Sucker Punch Requiem: An Homage To Jean-Michel Basquiat
If somebody dies young enough, they can become whatever you want them to be. Lisle Ellis, a musician and occasional painter, regards the late artist and occasional musician Jean-Michel Basquiat as a kindred spirit, and has assembled a disconnected, atmospheric shrine on this CD. The overtly 'jazz' tracks making up the bulk of the album are very pretty indeed; saxophonist Oliver Lake and trombonist George Lewis dance gracefully together, and drummer Susie Ibarra is a good match for Ellis's subtle basslines. Pianist Mike Wofford picks at the melodies like a fussy eater, and Ellis's wife, flautist Holly Hofmann, adds delicacy to a stately post-bop group sound.

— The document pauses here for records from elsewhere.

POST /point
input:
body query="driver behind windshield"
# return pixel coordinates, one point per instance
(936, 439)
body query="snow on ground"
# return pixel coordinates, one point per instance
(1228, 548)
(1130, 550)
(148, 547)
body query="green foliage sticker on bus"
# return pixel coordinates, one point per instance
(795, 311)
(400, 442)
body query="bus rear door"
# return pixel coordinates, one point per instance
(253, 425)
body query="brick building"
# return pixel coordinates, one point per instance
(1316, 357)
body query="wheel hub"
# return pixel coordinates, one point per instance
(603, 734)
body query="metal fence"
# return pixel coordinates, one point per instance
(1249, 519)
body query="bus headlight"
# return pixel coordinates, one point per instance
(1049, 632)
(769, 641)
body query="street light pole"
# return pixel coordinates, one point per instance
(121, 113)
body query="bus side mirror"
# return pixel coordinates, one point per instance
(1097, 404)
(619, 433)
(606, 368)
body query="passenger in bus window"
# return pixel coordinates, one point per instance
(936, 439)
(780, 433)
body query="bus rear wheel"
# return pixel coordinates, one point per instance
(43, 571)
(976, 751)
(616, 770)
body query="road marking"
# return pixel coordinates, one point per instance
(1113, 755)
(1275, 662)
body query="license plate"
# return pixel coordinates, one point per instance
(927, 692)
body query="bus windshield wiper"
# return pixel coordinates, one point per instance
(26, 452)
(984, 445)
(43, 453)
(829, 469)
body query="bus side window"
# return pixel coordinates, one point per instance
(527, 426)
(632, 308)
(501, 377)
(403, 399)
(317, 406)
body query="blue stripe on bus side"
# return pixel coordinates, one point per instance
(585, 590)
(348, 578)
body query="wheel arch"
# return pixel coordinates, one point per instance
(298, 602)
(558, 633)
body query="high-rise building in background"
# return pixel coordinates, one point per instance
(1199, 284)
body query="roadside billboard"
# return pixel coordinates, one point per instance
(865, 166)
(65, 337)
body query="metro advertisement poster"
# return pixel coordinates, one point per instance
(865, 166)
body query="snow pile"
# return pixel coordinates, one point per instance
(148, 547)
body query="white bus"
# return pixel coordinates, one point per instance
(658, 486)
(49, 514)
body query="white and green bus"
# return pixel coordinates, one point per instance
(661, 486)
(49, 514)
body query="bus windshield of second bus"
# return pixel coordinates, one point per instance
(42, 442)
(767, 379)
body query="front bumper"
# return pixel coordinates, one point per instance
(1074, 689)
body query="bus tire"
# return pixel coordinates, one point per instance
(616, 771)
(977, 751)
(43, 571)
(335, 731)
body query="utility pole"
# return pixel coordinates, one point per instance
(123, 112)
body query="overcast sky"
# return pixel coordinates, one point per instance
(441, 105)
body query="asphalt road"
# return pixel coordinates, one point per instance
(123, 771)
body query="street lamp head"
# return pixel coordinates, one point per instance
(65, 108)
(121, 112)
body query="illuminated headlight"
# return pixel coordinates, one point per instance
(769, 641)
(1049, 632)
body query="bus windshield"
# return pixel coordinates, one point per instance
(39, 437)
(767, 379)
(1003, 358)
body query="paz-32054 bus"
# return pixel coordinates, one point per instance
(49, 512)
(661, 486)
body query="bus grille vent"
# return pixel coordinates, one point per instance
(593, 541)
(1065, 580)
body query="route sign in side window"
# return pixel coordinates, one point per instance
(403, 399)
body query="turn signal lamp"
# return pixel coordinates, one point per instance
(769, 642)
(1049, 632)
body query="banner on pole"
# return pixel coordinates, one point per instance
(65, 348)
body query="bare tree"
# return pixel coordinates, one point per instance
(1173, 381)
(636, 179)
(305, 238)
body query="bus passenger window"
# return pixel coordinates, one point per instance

But more than that, she gives the ensemble what uniqueness it possesses. Ellis's melodies are similar enough to those heard on discs by Greg Osby, Jason Moran, Steve Lehman, Vijay Iyer and other New York performer-composers of the moment that without the presence of Hofmann's flute, blindfold testing would be difficult indeed. The nearly nine-minute "Las Pulgas (Repelling Ghosts)" could be a track from any one of a dozen recent albums. It's all well played, but ultimately inessential. Five brief, glitchy electronic interstitial pieces appear, with no obvious relationship to the main music. Only on the final track do vocalist Pamela Z's gnomic utterances, reminiscent of AGF's experiments in fractured language, add more than ballast for the album's titular conceit - making the record in some small way memorable. Pretty isn't enough.